En outre, l’université de Boston conteste que les travaux publiés impliquent un “gain de fonction” et soutient que le feu vert obtenu du comité de biosécurité interne à l’université était suffisant.
Pour elle, il n’y a pas de gain de fonction car l’expérience “n’a pas amplifié la souche originelle du Sars-CoV-2 et ne l’a pas non plus rendue plus dangereuse”. Une définition très restrictive de ce concept puisqu’elle ne prend en compte que le résultat de l’étude. C’est la porte ouverte à toutes les hybridations puisqu’on ne peut jamais être sûr à l’avance de l’issue d’une manipulation.
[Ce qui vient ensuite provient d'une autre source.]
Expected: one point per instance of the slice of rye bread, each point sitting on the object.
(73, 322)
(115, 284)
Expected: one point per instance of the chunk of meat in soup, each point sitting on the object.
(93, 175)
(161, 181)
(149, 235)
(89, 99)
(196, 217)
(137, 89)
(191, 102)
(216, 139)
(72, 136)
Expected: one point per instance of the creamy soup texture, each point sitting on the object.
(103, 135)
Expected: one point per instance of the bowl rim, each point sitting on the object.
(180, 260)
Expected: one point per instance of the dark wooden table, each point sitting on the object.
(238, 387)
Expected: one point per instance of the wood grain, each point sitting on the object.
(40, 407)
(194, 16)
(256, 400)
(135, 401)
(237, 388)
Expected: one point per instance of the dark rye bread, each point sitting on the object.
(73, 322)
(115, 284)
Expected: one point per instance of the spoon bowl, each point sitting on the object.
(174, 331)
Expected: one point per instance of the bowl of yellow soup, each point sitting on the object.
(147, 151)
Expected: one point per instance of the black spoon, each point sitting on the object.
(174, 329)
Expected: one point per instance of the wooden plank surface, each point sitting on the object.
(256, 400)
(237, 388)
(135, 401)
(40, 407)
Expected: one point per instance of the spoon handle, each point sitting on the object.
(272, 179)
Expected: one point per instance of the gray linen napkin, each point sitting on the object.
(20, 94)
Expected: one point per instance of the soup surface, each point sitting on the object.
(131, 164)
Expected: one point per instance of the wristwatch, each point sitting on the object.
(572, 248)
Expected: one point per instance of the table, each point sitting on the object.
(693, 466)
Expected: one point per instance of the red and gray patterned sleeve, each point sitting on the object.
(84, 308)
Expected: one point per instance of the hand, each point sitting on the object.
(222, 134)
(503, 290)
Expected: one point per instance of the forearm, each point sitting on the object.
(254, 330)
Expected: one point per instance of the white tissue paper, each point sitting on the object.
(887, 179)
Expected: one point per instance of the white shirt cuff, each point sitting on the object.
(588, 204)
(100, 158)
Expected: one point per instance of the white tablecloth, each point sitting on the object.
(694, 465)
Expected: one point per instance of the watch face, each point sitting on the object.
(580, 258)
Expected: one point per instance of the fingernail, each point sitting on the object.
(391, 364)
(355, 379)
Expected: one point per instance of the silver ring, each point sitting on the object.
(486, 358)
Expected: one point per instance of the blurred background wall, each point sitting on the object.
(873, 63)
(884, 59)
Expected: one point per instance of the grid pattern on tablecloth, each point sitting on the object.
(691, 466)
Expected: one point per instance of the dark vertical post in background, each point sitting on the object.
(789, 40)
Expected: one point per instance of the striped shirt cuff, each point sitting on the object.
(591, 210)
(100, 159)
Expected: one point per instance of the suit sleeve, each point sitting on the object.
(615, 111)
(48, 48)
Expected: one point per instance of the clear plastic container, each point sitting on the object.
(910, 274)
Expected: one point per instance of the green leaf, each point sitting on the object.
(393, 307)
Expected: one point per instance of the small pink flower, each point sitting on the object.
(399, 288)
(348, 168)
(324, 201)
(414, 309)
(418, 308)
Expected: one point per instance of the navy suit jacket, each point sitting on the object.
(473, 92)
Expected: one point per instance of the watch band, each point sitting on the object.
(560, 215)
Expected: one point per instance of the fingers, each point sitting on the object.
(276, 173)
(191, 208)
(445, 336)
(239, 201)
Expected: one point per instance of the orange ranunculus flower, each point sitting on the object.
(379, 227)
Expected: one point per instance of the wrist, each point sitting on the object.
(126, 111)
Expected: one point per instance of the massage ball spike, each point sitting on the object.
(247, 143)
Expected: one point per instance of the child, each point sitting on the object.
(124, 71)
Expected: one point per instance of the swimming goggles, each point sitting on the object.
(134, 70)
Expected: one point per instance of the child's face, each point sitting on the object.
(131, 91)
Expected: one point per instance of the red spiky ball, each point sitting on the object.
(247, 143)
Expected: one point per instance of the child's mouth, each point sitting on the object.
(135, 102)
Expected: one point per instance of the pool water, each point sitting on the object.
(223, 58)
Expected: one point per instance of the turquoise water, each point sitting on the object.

Mais rien n’empêche non plus l’université de Boston de retenir cette interprétation. “Il n’y a pas, à l’heure actuelle, de définition qui fasse consensus”, explique Luke Young.
ll estime cependant que dans le doute, les chercheurs auraient dû en informer le NIH. D’autant “que les activités de ce laboratoire sont en partie financées par cet organisme qui, de ce fait peut, d’après la réglementation américaine, être amené à devoir donner son accord” sur des expériences nécessitant des mesures de sécurité particulière, détaille Luke Young.
“C’est donc surtout une histoire d’erreur bureaucratique”, ajoute cet expert. Le risque, d’après lui, est que dans le contexte passionné des discussions autour du Covid-19, une telle affaire fasse du tort à une technique de recherche par ailleurs très utile. Après tout, le vaccin contre le Covid-19 d’Astrazeneca-Oxford repose sur une démarche similaire puisqu’il contient le génome d’un virus commun auquel a été ajouté une once de Sars-CoV-2 pour stimuler le système immunitaire à fabriquer les bons anticorps.